Jehan is one of the delights of running the Poetician gang. Even though she ran off and is now living between kabul and nine other locations, I still love her. And her big eyes. And blue shoes. And small poems that leave me wondering how she can say so much in three lines while I need to ramble for 6 pages.
From all over the ME, but specifically from Palestine, comes a girl with so much attention to the unsaid in our world, and for her efforts to read with us in different countries and for her shy smiles and straight bangs, I thank Jehan and hug her virtually.
SplitEnds
by Jehan Bseiso
Your last note said ‘his name is Adam, he does not remind me of you.’
Postcards and letters,
Some open, some lying with their face down on the kitchen table.
I unlearn reading.
Alphabetics can be such mathematics. And I was never good at counting.
Remember the woman in the tube who thought she was Um Kulthoum?
I never let my thoughts wander anymore, but they touch your face from time to time.

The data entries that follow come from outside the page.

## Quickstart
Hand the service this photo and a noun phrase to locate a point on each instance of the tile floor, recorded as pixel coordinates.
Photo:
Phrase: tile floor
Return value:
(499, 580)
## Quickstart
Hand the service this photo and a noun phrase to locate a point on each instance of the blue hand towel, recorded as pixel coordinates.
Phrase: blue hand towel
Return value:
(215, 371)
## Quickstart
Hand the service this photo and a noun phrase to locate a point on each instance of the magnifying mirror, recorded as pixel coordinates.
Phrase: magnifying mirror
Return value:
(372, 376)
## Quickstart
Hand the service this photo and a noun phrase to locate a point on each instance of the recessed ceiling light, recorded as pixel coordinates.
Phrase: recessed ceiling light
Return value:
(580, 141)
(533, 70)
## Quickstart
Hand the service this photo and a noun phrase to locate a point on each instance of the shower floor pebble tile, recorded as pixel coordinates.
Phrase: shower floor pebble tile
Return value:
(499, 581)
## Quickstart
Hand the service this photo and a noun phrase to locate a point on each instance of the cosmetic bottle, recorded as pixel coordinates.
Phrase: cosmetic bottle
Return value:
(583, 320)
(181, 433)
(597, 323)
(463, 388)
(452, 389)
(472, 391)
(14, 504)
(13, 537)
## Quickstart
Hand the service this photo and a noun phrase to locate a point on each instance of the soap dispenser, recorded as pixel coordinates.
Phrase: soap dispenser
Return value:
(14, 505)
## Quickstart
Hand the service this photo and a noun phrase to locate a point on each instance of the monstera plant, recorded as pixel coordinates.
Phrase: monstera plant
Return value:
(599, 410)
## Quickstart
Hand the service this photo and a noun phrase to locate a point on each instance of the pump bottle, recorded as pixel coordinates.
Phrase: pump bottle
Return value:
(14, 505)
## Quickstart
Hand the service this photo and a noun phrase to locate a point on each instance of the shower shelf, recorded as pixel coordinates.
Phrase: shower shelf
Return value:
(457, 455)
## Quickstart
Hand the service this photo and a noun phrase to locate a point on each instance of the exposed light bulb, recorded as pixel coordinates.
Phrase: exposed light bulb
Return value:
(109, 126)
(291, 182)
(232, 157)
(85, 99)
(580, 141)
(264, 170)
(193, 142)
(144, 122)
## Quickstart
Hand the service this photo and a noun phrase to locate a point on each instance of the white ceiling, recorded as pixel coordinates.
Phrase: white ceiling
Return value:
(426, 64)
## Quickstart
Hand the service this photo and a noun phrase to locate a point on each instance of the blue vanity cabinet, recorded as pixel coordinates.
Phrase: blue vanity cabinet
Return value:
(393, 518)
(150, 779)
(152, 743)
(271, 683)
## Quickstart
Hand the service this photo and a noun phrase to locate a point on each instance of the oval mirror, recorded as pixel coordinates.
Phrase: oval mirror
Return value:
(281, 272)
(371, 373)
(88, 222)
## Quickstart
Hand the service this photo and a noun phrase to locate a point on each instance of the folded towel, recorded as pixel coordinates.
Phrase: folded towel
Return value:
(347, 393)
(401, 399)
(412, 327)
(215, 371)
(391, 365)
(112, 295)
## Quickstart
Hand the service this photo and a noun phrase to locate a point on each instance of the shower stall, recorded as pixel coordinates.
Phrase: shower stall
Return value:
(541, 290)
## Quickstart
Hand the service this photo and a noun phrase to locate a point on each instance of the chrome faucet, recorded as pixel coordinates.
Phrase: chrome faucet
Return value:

Memory, a vault that the mind can open only in dreams.
Accidental remembering, or not being able to forget her voice
thick, heavy: ‘Ya Habibi…’
I pin my hope down with a tack.
On the fridge, a photo of you with a big fish you caught.
You look small.
You were always a fan of the dramatic, avant-garde theatre, in the style of Gertrude Stein.
I prefer her quiet poetry.
This just one of the ways in which we didn’t meet. There are others.